Le week-end et les nuits prochaines inquiètent les autorités et particulièrement les maires. Dans les grandes comme les petites villes, les émeutiers ont laissé libre cours à la violence de rue depuis qu’un policier a tiré sur Nahel (17 ans), qui se trouvait au volant d’une voiture, et l’a tué. Poubelles incendiées, voitures retournées et brûlées, commerces pillés, aucune ville n’est épargnée par les violences et les agissements de ceux que le maire d’Aulnay-sous-Bois (Seine-Saint-Denis), Bruno Beschizza, qualifie de « petits prédateurs » : Vaires-sur-Marne, Chelles, Pontault-Combault, Montereau, Lieusaint, Le Mée…
A Meaux, le quartier de Beauval a été particulièrement ciblé dans la nuit de jeudi 29 à vendredi 30 juin. Les commerces du centre commercial de la Verrière ont subi les assauts des pilleurs.
Un témoin, habitant du quartier, raconte : « C’était entre minuit et 4 heures du matin. On les voyait sortir du magasin, les bras chargés d’objets et faire le tri avec les cartons de cigarettes. Il y avait des jeunes mais aussi des adultes. Ils avaient des sacs et ils prenaient le temps de trier. On n’a pas vu la police qui devait certainement être déjà occupée ailleurs. »
Le lendemain, à 14 heures, le maire, Jean-François Copé, est venu constater les dégâts et soutenir les commerçants. Il déclare : « Je suis indigné de voir que des jeunes de 12, 13, 14 ans, cassent notre belle ville, que les parents sont absents alors qu’ils devraient s’en occuper. J’appelle vraiment les parents à se mobiliser. On ne peut pas faire ça tout seuls et il va bien falloir que les gens réagissent pour protéger notre ville. Nous prenons des mesures policières à la suite des faits, des mesures de répression, de prévention. On va tout mettre en place et, dès ce soir, les transports vont s’arrêter à partir de 21 heures. »

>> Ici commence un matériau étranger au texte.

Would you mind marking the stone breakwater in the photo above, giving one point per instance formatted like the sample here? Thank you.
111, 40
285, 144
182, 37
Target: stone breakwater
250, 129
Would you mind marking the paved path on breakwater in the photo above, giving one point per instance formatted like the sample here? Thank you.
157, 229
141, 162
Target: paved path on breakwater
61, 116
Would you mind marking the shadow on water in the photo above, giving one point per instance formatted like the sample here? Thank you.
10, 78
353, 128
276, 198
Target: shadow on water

Pendant ce temps, des commerçant réparaient leurs vitrines et rideaux en métal éventrés par les vandales. L’un des propriétaires se lamente : « Comment on peut faire ? Si on fait appel à l’assurance pour les réparations, on sera étranglés financièrement car la franchise est trop élevée. »
La chambre de commerce et d’industrie (CCI) de Seine-et-Marne se mobilise aux côtés des commerçants et vient de mettre en place une cellule de crise pour les soutenir et les aider. (Contact : CCI de Seine-et-Marne)

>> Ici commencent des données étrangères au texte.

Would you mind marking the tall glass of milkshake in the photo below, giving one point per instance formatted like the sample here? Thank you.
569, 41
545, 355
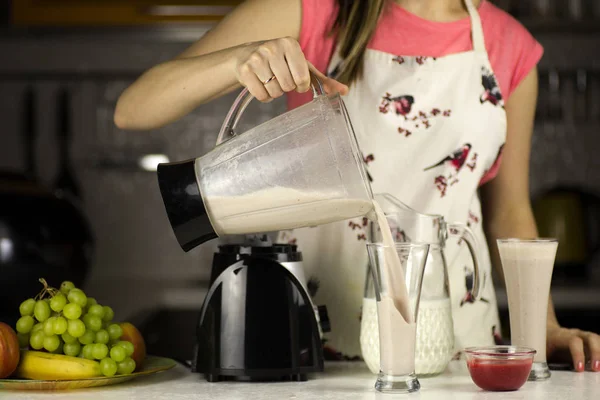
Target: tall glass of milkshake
397, 277
528, 266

Ce soir à La Verrière, la police municipale va être renforcée.
« Les dégradations commises
dans notre ville sont scandaleuses »
A Monthyon, village de 1 800 habitants, toujours dans la nuit de jeudi à vendredi, les gendarmes de Saint-Soupplets ont dû intervenir pour interpeller des fauteurs de trouble.
Stéphane Devauchelle, le maire de Saint-Soupplets, commente : « Je suis solidaire de mes collègues maires qui subissent ces éléments intolérables. Nous sommes dans une république et logiquement on ne devrait pas être confrontés à ça. Je ne porterai aucun commentaire concernant le drame de mardi matin. Toutefois, les gendarmes de Saint-Soupplets sont intervenus à Monthyon cette nuit où ils ont été pris à partie. La gendarmerie de Dammartin a été attaquée. J’exprime mon profond soutien aux forces de l’ordre, tant à la gendarmerie qu’à la police nationale, à la municipale, et aux pompiers qui interviennent au péril de leur vie, parfois dans des conditions compliquées… La brigade de Saint-Soupplets fait preuve d’un investissement total au profit de nos administrés. »
A Dammartin-en-Goële, la brigade de gendarmerie a essuyé des tirs de mortier.
A Villeparisis, des émeutes ont aussi secoué la ville : poubelles incendiées principalement le long de la rue Jean-Jaurès, caméras de vidéos protection endommagées, la Maison pour tous et le conservatoire partiellement incendiés, commerces vandalisés, voitures brûlées, intrusions dans des bâtiments publics… Le maire, Frédéric Bouche, « assure de son soutien les commerçants et les particuliers victimes de ces actes inadmissibles : « Cette nuit et tôt ce matin, nos services sont intervenus dans un contexte difficile et tendu pour limiter les dégradations sur notre patrimoine, puis pour nettoyer au mieux nos espaces publics… J’appelle notre jeunesse au calme, au respect d’autrui et du bien commun. »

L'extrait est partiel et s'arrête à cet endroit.